Luckily, I am not alone in this frustration and these blogs have helped me along the way. Jeff Utecht's post on his tech plan summarizes how and why we are looking for different products to support one another. The irony is that at a large university like I am we have sometime more constraints on this process, because certain aspects of this plan are already available to our students. Duplicating resources is not only confusing - it is against policy. Jeff discusses 2 major components of what I am looking at - a Social Network & a CMS. We have had a CMS on campus for almost a decade, but I'm interested in leveraging a CMS (specifically a Moodle) for other purposes.

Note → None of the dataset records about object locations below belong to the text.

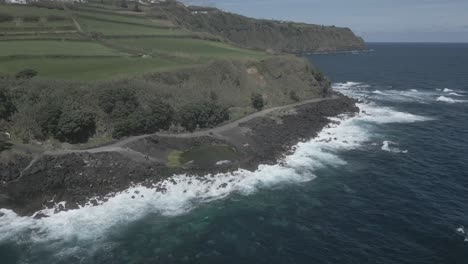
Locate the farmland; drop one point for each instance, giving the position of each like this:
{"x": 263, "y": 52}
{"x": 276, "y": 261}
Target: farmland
{"x": 94, "y": 41}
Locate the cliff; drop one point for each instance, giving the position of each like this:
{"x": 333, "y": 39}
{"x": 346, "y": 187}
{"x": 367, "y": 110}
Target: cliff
{"x": 261, "y": 34}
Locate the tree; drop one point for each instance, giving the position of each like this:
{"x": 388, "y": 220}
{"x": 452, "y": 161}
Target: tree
{"x": 294, "y": 96}
{"x": 4, "y": 144}
{"x": 26, "y": 74}
{"x": 202, "y": 114}
{"x": 75, "y": 126}
{"x": 6, "y": 104}
{"x": 136, "y": 8}
{"x": 155, "y": 116}
{"x": 119, "y": 102}
{"x": 319, "y": 76}
{"x": 257, "y": 101}
{"x": 48, "y": 117}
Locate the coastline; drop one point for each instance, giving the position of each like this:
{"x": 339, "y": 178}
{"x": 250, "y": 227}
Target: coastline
{"x": 79, "y": 177}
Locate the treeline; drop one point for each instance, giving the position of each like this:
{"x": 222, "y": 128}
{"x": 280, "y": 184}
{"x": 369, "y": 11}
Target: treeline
{"x": 74, "y": 114}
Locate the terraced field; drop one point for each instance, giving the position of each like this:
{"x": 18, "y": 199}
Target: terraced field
{"x": 100, "y": 41}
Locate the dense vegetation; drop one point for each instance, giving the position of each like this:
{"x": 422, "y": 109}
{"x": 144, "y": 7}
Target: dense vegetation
{"x": 50, "y": 66}
{"x": 260, "y": 34}
{"x": 74, "y": 115}
{"x": 202, "y": 114}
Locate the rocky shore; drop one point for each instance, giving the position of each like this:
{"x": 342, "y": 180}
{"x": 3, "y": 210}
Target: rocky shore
{"x": 27, "y": 185}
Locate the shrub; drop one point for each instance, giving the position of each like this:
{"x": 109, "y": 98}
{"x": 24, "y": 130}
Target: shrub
{"x": 136, "y": 8}
{"x": 202, "y": 114}
{"x": 119, "y": 102}
{"x": 48, "y": 117}
{"x": 124, "y": 4}
{"x": 294, "y": 96}
{"x": 156, "y": 116}
{"x": 56, "y": 18}
{"x": 319, "y": 76}
{"x": 5, "y": 18}
{"x": 30, "y": 19}
{"x": 213, "y": 96}
{"x": 47, "y": 4}
{"x": 75, "y": 126}
{"x": 4, "y": 144}
{"x": 26, "y": 74}
{"x": 6, "y": 105}
{"x": 257, "y": 101}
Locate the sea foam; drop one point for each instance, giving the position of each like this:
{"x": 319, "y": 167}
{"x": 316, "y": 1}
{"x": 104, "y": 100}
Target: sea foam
{"x": 449, "y": 100}
{"x": 391, "y": 147}
{"x": 184, "y": 192}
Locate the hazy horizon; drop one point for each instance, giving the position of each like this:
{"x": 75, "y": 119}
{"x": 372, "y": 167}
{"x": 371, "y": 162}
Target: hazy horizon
{"x": 375, "y": 21}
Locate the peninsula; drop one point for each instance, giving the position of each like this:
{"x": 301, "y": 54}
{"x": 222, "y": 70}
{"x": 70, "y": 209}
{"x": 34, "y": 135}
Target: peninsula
{"x": 98, "y": 96}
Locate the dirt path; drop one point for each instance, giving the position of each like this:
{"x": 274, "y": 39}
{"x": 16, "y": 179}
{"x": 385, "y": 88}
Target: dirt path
{"x": 120, "y": 145}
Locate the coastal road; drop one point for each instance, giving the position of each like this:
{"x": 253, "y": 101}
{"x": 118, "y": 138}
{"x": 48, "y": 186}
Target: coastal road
{"x": 119, "y": 146}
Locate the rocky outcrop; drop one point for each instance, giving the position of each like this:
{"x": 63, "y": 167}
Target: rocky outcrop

Then, last Fall David Warlick came to speak at a MEGA event and spoke about Social Networks - right when my brain was churning with them. I had been heavily looking into ELGG, Drupal, & Mahara as answers to my social networking debate. I have been coming back to the notion - "Do we got to where our students are?" or "Do we ask them to come to us?" I still haven't found an answer to that, and to complicate matters our campus has restricted the use of any offsite teaching portal for FERPA & ADA reasons. All of the products I mentioned above are open source and can be installed on a server. Yet Ning comes into my life and I fall in love with its ease of use. So now I'm trying to get a local install of Ning and see how I can get that to work on a virtual server.

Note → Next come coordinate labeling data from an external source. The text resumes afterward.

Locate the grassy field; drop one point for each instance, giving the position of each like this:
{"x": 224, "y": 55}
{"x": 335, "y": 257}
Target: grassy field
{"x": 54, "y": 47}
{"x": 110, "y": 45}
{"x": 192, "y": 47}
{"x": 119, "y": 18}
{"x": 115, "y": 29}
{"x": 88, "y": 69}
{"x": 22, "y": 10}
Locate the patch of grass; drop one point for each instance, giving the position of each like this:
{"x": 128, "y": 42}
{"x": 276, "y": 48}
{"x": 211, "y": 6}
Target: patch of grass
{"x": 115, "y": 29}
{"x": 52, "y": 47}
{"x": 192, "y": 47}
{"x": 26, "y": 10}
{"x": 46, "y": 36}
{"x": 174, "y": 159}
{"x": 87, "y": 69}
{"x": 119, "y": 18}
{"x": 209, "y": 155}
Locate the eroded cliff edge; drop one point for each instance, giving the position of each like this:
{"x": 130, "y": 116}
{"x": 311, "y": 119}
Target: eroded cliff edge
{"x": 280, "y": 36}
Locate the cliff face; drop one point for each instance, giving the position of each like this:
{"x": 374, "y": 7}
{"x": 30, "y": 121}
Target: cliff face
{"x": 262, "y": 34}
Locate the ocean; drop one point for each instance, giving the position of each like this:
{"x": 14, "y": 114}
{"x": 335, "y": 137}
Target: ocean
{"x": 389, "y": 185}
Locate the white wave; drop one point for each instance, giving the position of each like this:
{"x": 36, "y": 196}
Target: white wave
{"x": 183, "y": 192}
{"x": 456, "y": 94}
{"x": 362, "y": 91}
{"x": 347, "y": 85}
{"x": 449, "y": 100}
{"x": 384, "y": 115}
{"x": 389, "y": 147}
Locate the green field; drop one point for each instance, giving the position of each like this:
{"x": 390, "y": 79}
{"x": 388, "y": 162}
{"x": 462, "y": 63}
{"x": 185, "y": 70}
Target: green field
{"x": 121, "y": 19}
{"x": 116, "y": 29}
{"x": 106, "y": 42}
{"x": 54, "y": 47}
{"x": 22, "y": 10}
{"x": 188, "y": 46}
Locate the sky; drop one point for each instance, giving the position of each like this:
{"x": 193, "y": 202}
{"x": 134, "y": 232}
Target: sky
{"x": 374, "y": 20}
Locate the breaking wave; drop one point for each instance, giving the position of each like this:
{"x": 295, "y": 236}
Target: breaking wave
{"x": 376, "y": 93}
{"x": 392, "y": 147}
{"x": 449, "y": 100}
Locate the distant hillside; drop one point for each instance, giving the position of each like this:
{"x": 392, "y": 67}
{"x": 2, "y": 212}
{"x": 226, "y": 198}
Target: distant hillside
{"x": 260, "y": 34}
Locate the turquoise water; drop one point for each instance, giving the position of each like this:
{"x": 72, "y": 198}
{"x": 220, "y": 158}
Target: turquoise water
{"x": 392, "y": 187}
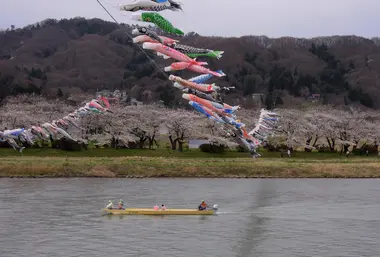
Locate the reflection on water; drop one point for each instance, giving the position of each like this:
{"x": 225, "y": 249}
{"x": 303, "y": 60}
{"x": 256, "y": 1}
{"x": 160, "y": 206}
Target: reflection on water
{"x": 62, "y": 217}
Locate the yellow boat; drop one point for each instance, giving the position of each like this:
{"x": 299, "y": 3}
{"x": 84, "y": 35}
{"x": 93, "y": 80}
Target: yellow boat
{"x": 151, "y": 211}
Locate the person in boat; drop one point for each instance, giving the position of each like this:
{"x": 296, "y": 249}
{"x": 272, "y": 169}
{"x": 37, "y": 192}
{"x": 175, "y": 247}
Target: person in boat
{"x": 203, "y": 206}
{"x": 109, "y": 205}
{"x": 121, "y": 205}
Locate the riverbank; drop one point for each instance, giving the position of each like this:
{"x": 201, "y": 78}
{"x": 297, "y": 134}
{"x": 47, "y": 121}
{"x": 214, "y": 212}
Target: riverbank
{"x": 147, "y": 167}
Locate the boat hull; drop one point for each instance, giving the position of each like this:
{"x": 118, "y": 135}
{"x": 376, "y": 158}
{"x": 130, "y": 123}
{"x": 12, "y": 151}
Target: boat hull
{"x": 147, "y": 211}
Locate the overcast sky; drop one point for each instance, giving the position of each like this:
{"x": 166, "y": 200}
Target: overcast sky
{"x": 274, "y": 18}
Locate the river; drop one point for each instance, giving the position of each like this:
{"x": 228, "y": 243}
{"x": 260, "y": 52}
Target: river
{"x": 261, "y": 218}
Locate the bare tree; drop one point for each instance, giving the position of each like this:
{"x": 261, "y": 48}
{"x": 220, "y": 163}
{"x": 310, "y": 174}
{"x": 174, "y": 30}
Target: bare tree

Then I get trapped in the world of e-portfolios. How do you define an eportfolio? Is it summative or formative? Who needs the data? What is the purpose behind an e-portfolio? We used Taskstream in the past, which allowed for both user created portfolios that illustrate their best work, as well as a formative portfolio that serves as an example for an accrediting body, such as NCATE & NCDPI. But with Taskstream gone, we are creating our own a accreditation portfolio system (to track "signature" artifacts"). Yet, where does this leave our "Student Teaching Portfolio" - an example of our students best work? We go back to web page based portfolio, and discover that our students know NOTHING about webpage design or FTP, etc. (Which is an issue all in itself that I am coming to terms with technology as an elective). This becomes a bear and a burden and even with the best intentions is not working out well.

So I look for a solution - is it a Social Network? Is it Google Pages? or is it a CMS? Possibly a Moodle?

But in the end - the crux of the issue is "What do we need?" and "What is this technology trying to help with?" and eventually "Can this scale up well?" I have come to these conclusions....

Moodle can work for us in three ways
1) It can illustrate to our students how to teach with a CMS
2) It can allow non-university students to join in (All of our Backboard Vista classes are driven by Registration & Records - this does not help with Professional Development needs)
3) What about using Moodle for our portfolios

This last bullet I have been pondering for awhile. It would allow our students to keep their accounts longer that the University dictates, it would be on our severs, and it is Browser driven (no html or ftp confusion). But How......

Low & behold I come across what Georgetown is doing http://www.georgetownprofessor.net/gportfolio/

Now if I can just convince everyone that I may have actually found a tool to fit our needs, we might be in business.